PDF download is not available for Arabic and Urdu languages at this time. Please use the browser print function instead

Find out what the different types of bullying look like and what do if your child is being bullied or if they are the bully.

Key points

  • Bullying can take many different forms including hurting people physically, gossiping, teasing, and cyberbullying.
  • If your child has been threatened or assaulted, call the police.

What does bullying look like?

Bullying can take many different forms. It includes:

  • Punching, shoving and other acts that hurt people physically
  • Spreading rumours about people
  • Keeping certain people out of a group
  • Teasing people in a mean way
  • Getting other people to bully someone else
  • Sending harassing or threatening messages online or by text message (cyberbullying)
  • Threatening to do any of the above

What can I do if my child is being bullied?

Many children will have to deal with bullying at least once, but some children deal with it every day. If a child is being bullied, they may feel embarrassed or afraid to tell someone what is happening. If your child tells you that they are being bullied, reassure them that it is not their fault and you will work together to stop the bullying.

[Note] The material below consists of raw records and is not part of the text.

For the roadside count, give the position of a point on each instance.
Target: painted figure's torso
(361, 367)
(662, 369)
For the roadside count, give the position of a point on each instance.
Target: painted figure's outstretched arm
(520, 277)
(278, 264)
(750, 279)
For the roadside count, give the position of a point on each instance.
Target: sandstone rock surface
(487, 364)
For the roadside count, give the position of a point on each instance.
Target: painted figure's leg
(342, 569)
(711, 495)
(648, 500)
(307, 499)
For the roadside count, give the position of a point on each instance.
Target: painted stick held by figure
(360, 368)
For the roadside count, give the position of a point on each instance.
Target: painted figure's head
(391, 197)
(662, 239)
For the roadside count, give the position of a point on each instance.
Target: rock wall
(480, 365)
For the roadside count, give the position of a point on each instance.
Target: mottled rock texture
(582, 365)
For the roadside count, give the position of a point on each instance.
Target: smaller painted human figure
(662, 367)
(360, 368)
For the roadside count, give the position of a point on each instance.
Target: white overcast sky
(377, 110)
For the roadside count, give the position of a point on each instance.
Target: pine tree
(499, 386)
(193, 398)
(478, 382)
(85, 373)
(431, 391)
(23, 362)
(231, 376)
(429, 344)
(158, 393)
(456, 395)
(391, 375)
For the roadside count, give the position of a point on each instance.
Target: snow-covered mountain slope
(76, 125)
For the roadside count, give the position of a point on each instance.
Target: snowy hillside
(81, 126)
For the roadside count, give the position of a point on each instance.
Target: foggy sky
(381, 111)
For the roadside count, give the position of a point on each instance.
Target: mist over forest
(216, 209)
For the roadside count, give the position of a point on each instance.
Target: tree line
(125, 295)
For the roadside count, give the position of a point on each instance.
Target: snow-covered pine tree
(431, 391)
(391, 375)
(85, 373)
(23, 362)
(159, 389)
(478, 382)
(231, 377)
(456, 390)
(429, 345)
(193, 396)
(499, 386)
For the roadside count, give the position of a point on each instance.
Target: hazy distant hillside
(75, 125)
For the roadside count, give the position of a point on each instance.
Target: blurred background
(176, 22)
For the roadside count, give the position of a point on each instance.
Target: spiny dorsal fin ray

Some children will show changes in behaviour when they are being bullied, such as talking less, spending more time alone, or being unhappy and irritable. If you suspect your child is being bullied but they do not say anything to you or deny it if you ask them, let them know that you are concerned about them. If they do not feel comfortable talking to you, ask them if they would feel more comfortable talking to another adult they trust such as a teacher or guidance counsellor. You could also contact your child's school to let them know you are concerned.

If your child has been assaulted, you should contact the police.

Try giving the following advice to your child who is being bullied:

  • Act brave, even if you don’t feel it. Bullies want to get a reaction out of you. Just ignore them or smile at them if they’re harassing you.
  • Stand up for yourself without being aggressive. Fighting back or being mean back to the bully is not a solution and could end up getting you hurt or into trouble.
  • Hang out with friends who support you. If your friends are the ones who are bullying you, they are not really your friends, and you should find a group of friends who support you and protect you from bullies.

What can I do if my child is a bully?

Children who bully may be trying to cope with their own feelings and difficult situations. Some children who bully are often bullied themselves. Talk to your child about how they are feeling and why. If they do not feel comfortable talking to you, ask them if they would like to speak to a school guidance counsellor or to a therapist.

It’s important to communicate to your child that whatever their reasons for bullying, the behaviour is not appropriate and is harmful to someone else. Focus should be on stopping the bullying behaviour and ensuring your child receives the help they need.